Hours

Work at unseasonable hours is most disastrous in its effects upon growing children, and the newspaper trade is one that engages the labor of boys in our larger cities at all hours of the night. This fact is not generally known. A prominent social worker recently said: "I was astounded to find the other day that my newspaper comes to me in Chicago every morning because two little boys, one twelve and the other thirteen, get it at half-past two at night. These little boys, who go to school, carry papers around so that we get them in the morning at four o'clock all the year around. They are working for a man with whom we contract for our newspapers. I was quite shocked in St. Louis twice this fall (1908) to find a girl five or six years of age selling newspapers near the railroad station in the worst part of town after dark. We hear a great deal of sentimental talk about newsboys' societies doing so much for newsboys, but they do not seem to care anything for work of this kind."[51] In passing it may be remarked that in the city of Toledo there is an active association organized for the benefit of newsboys, which openly encourages street work by boys of from eight to seventeen years. The manager insists that such work affords the means of alleviating the poverty in the families of these boys, but upon inquiry it was found that he had never heard of the provision for the financial relief of such cases of child labor, which is made by the Ohio law, and which had been, at the time, most successfully administered for three years by the Board of Education of his own city.

The Chicago newspapers have their Sunday editions distributed on Saturday night, consequently the newsboys are up all night so as to assure prompt service to patrons. In the absence of public opinion in the matter, this abuse flourishes unrestricted, and the children's health is sacrificed to meet the demand for news. Agents of the Chicago Vice Commission reported having seen boys from ten to fifteen years of age selling morning papers at midnight Saturday in the evil districts of the city.[52]

The early rising of newsboys to deliver the morning week-day editions also contributes to the breaking down of their health. The old adage is a mockery in their case. There is abundant testimony relative to the evil effects of such untimely work. "Children who go to school and sell papers get up so early in the morning that they are so stupid during the day they cannot do anything. That was clearly demonstrated to me during my experience in teaching school."[53]

Another teacher said: "I have had instances in school where children have gone to sleep over their tasks because they got up at two or three o'clock in the morning to put out city lights and to sell papers. In those instances we wanted the parents to take the children away from their work. Where they would not do it, we prosecuted them for contributing to the delinquency of their children."[54]

The delivery of newspapers by young boys in the strictly residence sections of cities appears to be unobjectionable, yet even this simple work should be under restriction as to hours, because otherwise the boys would continue to rise at unseemly hours of the night in order to reach the branch offices in time to get the newspapers fresh from the press. In fact, every phase of street work should be under control. Dr. Harold E. Jones, medical inspector of schools to the Essex County Council, has testified that among the most injurious forms of labor performed by boys is the early morning delivery of newspapers and milk.[55] In his Report on Child Labor Legislation in Europe, Mr. C. W. A. Veditz states, "Delivering milk before school in the morning must be condemned, because it fatigues the children so that they become, to say the least, intellectually less receptive."[56]
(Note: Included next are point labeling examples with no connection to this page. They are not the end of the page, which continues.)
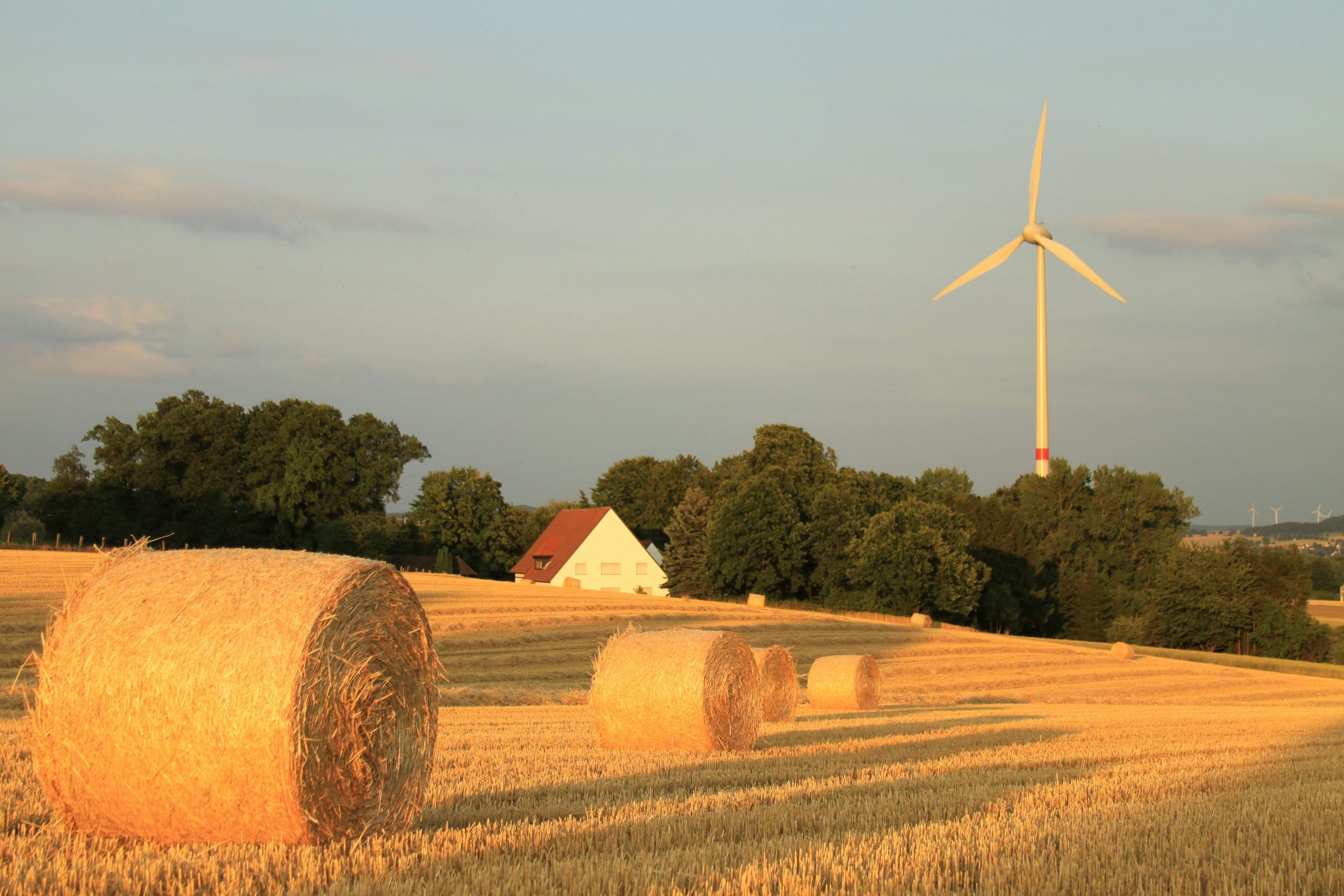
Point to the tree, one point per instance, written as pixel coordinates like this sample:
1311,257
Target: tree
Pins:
59,507
1092,538
8,492
210,472
644,491
914,558
457,510
305,465
1202,598
685,558
757,539
840,510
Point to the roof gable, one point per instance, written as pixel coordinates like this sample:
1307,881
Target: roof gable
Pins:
561,539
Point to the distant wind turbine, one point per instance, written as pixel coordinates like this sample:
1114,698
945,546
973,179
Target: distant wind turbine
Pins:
1037,234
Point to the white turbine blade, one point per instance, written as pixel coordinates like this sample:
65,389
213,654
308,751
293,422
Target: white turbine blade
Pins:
1066,255
990,264
1035,167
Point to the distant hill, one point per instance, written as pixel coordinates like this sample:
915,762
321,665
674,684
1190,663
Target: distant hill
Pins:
1332,528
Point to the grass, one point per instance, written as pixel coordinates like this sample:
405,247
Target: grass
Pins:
993,764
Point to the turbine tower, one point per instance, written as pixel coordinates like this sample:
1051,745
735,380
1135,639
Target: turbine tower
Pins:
1037,234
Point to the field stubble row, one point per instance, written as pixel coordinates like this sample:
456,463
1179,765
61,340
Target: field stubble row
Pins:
997,764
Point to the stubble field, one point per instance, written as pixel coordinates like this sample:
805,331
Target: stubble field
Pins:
993,764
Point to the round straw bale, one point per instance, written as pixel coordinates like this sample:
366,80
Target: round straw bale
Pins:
676,690
844,681
780,678
241,696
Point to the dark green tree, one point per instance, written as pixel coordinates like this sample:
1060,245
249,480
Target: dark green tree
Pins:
916,558
8,492
757,539
689,535
840,511
644,491
59,508
1203,599
457,510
In his article on "The Newsboy at Night in Philadelphia,"[57] Mr. Scott Nearing gives a graphic account of conditions in the City of Brotherly Love. Although this description was written some years ago, local social workers find that the same conditions still obtain, as there is neither law nor ordinance to bring about a change. In this city the closing of the theaters at eleven o'clock marks the beginning of Saturday night's work. The last editions of the evening newspapers are offered at this time, often as a cloak for begging. After the theater, the restaurant patrons are available as customers until midnight. Then the morning papers begin to come from the press, and the newsboys abandon their begging and gambling and rush to the offices for their supplies. A load of forty pounds is often carried by the smallest newsboys, hurrying along the streets in the early morning hours. The cream of the business is done at this time, for most of the purchasers are more or less intoxicated and therefore inclined to be generous with tips and indifferent as to change; sometimes a newsboy takes in as much money on Saturday night and Sunday morning as during the entire remainder of the week. In relating his experiences, Mr. Nearing says, "On one night we saw fifteen boys in a group just as the policeman was chasing them out of Chinatown at half-past three Sunday morning; the youngest boy was clearly not over ten and the oldest was barely sixteen." At this hour the officers of the law interfere and quell the revels of the district. The open gratings in sidewalks through which warm air comes from basements, are then sought, and here the boys pass the time dozing until dawn, when they go abroad again to cry the Sunday papers.